Non è divertente, né simpatico – soprattutto agli occhi altrui – essere impietosi. A volte, però, è necessario. Sul perché Maria Sole Tognazzi abbia deciso di fare questo film non abbiamo – e non vogliamo avere – risposte. Brutta, anzi pessima copia di Tra le nuvole, Viaggio sola racconta la vita libera e solitaria di Irene (Margherita Buy), che di lavoro fa l’ospite a sorpresa negli hotel di lusso. Il suo mestiere, cioè, è quello di soggiornare in alberghi da sogno fingendosi una normale cliente, per poi assegnare una valutazione frutto di una precisa e spietata ispezione.
Va da sé che, essendo sempre in giro per il mondo, Irene non abbia nemmeno l’ombra di una vita privata. Al punto che il suo meraviglioso girovagare si pone al limite tra un afflato di libertà femminile e il profondo senso di solitudine che una stanza d’albergo, per quanto sfarzosa, nasconde. un confine molto labile, solo a tratti reso confuso dagli affetti che la aspettano a casa. La famiglia di sua sorella Silvia e il suo migliore amico Andrea (Stefano Accorsi). Che poi è anche il suo ex. Il suo appartamento, invece, è vuoto. Bello, ma vuoto.

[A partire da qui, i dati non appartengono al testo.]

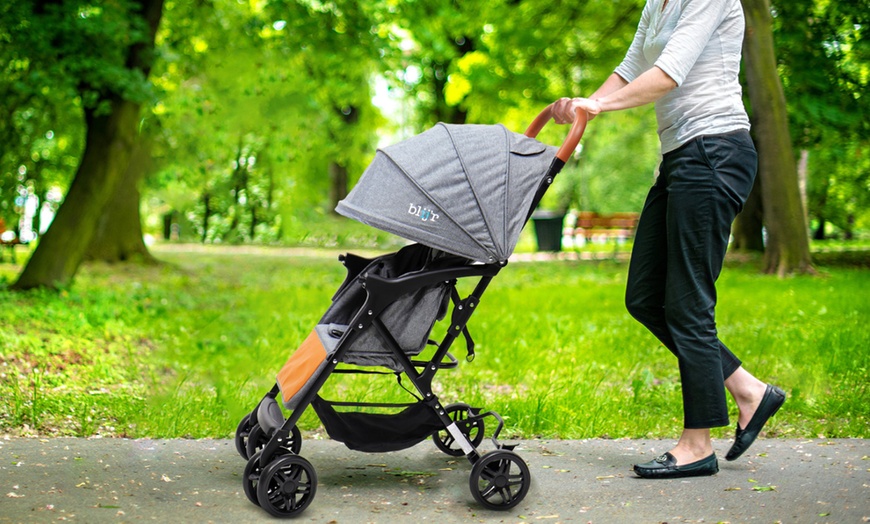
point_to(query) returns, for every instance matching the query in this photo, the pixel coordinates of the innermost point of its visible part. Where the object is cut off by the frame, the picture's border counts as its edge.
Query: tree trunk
(118, 237)
(61, 250)
(787, 249)
(109, 142)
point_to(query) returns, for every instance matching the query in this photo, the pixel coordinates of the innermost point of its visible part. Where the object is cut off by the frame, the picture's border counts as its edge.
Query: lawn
(186, 348)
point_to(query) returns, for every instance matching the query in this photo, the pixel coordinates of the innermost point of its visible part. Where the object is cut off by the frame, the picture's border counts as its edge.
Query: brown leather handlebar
(574, 135)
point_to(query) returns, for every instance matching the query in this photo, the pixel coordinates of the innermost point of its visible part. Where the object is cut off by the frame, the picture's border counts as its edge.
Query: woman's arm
(616, 94)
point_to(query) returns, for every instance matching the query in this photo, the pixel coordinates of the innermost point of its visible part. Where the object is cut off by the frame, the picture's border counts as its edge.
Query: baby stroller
(462, 193)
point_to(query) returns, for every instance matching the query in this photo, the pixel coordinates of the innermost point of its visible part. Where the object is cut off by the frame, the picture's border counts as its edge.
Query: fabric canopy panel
(465, 189)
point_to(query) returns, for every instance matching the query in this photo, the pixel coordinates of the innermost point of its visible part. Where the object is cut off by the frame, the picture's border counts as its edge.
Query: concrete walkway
(117, 480)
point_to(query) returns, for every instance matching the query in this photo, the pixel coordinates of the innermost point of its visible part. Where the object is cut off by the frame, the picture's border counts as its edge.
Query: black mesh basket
(378, 432)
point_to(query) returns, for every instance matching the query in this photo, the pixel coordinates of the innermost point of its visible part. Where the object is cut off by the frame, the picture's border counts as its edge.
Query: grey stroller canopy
(464, 189)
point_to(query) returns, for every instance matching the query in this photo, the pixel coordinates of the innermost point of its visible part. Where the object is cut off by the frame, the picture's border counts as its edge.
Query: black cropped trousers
(678, 252)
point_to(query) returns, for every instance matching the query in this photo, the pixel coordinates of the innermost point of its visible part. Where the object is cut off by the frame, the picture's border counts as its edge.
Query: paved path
(117, 480)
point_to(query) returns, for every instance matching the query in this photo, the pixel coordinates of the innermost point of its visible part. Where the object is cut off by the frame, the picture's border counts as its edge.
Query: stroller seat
(407, 322)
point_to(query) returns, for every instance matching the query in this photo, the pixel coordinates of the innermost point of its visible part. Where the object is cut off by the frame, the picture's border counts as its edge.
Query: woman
(685, 57)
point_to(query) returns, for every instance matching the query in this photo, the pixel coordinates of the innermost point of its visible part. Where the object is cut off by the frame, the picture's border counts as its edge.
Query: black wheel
(447, 443)
(242, 433)
(257, 439)
(287, 486)
(499, 480)
(251, 477)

A voler essere superficiali e a dimenticarsi l’originale americano del 2009, si potrebbe quasi essere tentati di dire che la storia, in fondo, non è male. Come in ogni circostanza, poi, intervengono i MA. Lasciamo per un attimo da parte Tra le nuvole. Buona parte di Viaggio sola (ottanta per cento?!) è ambientata negli alberghi. E va bene. Non fosse che non succede nulla. Se non il solito e alla fine decisamente stancante rituale che vede la Buy impegnata nell’ispezionare la stanza e tutto il resto dell’albergo. Oltre al fatto che a ogni nuovo hotel una scritta in sovrimpressione ci informa sul nome della località e ovviamente su quello dell’albergo. Come dire, a un tratto ci coglie la suggestione di esser di fronte a un mega spottone. Perché ci ci vien da pensare che tutti questi alberghi abbiano dato un contributo economico in cambio di una finestra cinematografica. Magari no, siamo solo maligni. Resta il fatto che sembra di essere andati a vedere una ben fatta pubblicità.

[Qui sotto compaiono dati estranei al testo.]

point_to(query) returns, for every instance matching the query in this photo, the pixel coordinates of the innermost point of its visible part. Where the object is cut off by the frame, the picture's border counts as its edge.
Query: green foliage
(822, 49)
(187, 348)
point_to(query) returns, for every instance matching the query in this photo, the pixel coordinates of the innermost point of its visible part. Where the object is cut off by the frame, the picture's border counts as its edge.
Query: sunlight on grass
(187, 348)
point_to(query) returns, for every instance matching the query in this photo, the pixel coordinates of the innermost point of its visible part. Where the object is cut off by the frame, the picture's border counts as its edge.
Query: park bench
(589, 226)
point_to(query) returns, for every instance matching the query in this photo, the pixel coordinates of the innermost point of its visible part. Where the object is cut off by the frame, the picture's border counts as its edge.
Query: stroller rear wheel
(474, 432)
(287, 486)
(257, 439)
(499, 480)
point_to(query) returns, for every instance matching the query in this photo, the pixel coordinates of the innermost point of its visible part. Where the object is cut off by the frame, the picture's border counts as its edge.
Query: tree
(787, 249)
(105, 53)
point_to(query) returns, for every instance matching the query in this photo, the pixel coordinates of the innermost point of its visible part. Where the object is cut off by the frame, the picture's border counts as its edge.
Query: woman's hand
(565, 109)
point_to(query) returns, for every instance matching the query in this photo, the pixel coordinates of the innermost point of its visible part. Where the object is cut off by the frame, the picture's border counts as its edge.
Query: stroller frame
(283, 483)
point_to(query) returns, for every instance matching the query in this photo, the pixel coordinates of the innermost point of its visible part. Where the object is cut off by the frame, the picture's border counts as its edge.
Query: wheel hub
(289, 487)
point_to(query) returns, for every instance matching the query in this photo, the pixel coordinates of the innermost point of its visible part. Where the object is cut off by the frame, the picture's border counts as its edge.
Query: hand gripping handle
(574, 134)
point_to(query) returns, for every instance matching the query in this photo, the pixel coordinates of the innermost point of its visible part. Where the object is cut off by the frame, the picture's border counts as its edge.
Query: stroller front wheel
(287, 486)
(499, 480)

Quanto alla storia, poi, vien da chiedersi di che cosa si stia parlando. Ovvio, della vita autonoma e indipendente di Irene, una bella donna che pare aver scelto la libertà che un lavoro come il suo le riserva. Non ci sono apparenti pentimenti. Se non quegli sguardi languidi di malinconia che solo la Buy sa interpretare. Appunto, solo sguardi. Mentre di episodi che dentro la storia ci facciano cogliere il suo tentennamento ce ne sono due e sono pure raccontati superficialmente. Ecco.
La trama e i personaggi mancano totalmente di profondità e di emotività. Il che li rende non tanto piatti, quanto insignificanti. Soprattutto perché la loro caratterizzazione in alcuni casi scade nella “macchietta”. Anche questa è un’arte e non basta essere la figlia di Ugo Tognazzi per saperla praticare. Ci dispiace essere così duri, ma è inevitabile di fronte a certo cinema italiano. Che nel tentativo di distinguersi e distanziarsi da quello maggiormente nostrano si perde nella nebbia in cui si confondono il cinema dal sapore esterofilo – ma bisogna saperlo fare – e quello più bassamente italiano e legato alle caricature.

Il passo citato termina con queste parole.